Image Captioning is the technique in which automatic descriptions are generated for an image.
Image Captioning is the process of generating a textual description of an image. It uses both Natural Language Processing and CNN to generate the captions.
The entire code is in the jupyter notebook, so that should hopefully make it easier to understand.
Dependencies
1.Keras 2.3.1
2.Tensorflow-gpu 2.2.0
3.tqdm
4.numpy
5.pandas
6.matplotlib
7.pickle
8.PIL
9.glob
Imp: This code is implemented using Tensorflow-gpu.
You must have an Nvidia GPU and corresponding Drivers.
I have used The Flickr8k dataset(size 1 GB). MS-COCO and Flickr30K are other datasets that you can use.

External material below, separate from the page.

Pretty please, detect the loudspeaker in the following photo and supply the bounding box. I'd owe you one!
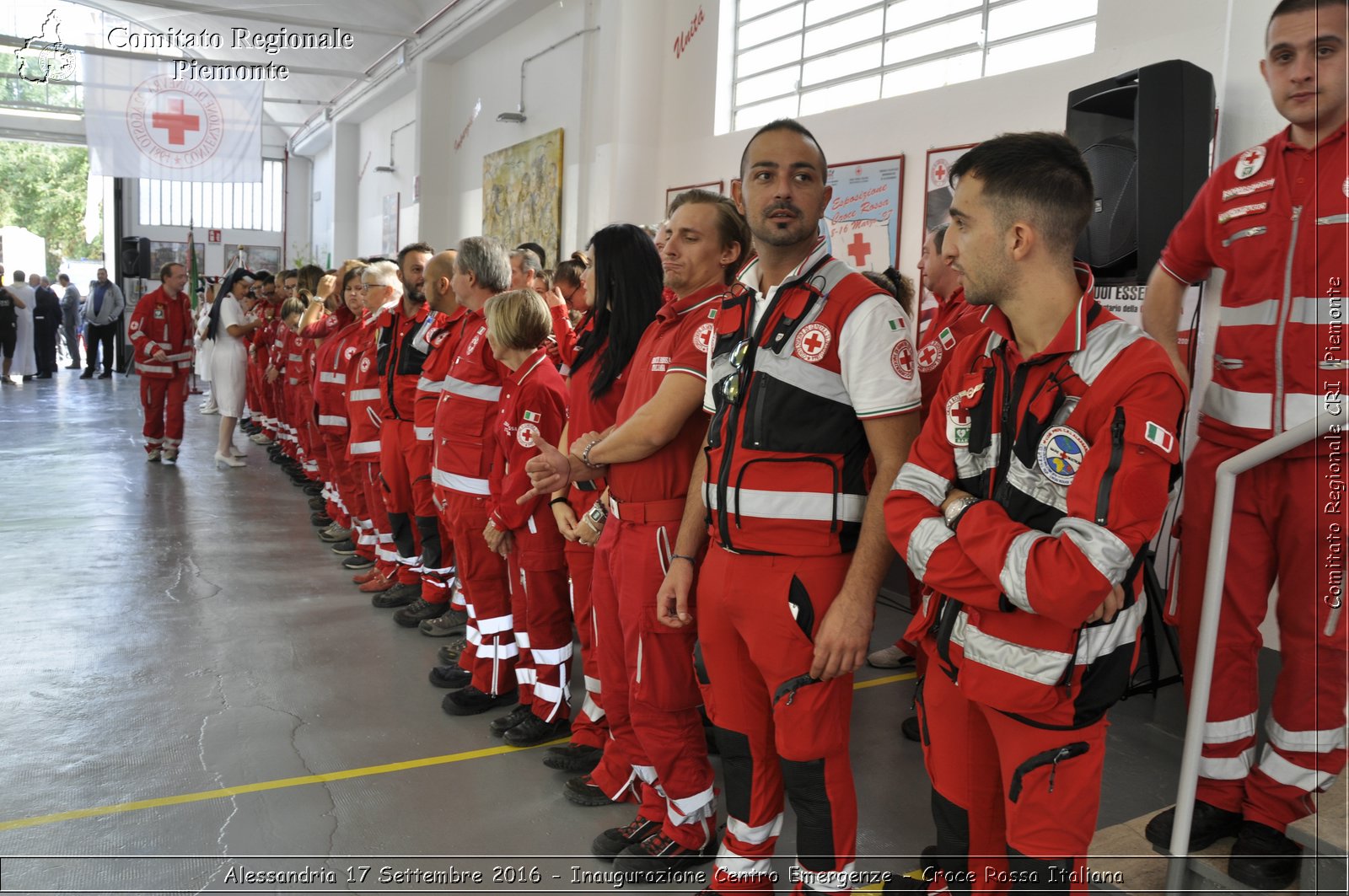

Flickr8K has training images-6000
validation images-1000
testing images-1000
Each image has 5 captions describing it.
In Image Captioning, a CNN is used to extract the features from an image which is then along with the captions is fed into an RNN. To extract the features, we use a model trained on Imagenet. I tried out VGG-16, Resnet-50, and InceptionV3. Vgg16 has almost 134 million parameters and its top-5 error on Imagenet is 7.3%. InceptionV3 has 21 million parameters and its top-5 error on Imagenet is 3.46%. Human top-5 error on Imagenet is 5.1%.
For creating the model, the captions have to be put in an embedding. Setting the embedding size to 300. The image below is the model that I used. .
After training the model for 50 epochs with batch size of 512,
the accuracy achieved was 75% and the loss was lowered to 0.911.
Finally, here are some results that I got. The code for the results is in the jupyter notebook and you can generate your own by writing some code at the end.
1. True caption: Three child soccer players go for the ball .
2. True caption: A dog wading in the water with a ball in his mouth .
3. True caption: A large white bird flies over water .
4. True caption: small dog running in the grass with a toy in its mouth .
5.True caption: The girls is jumping into the air on the beach .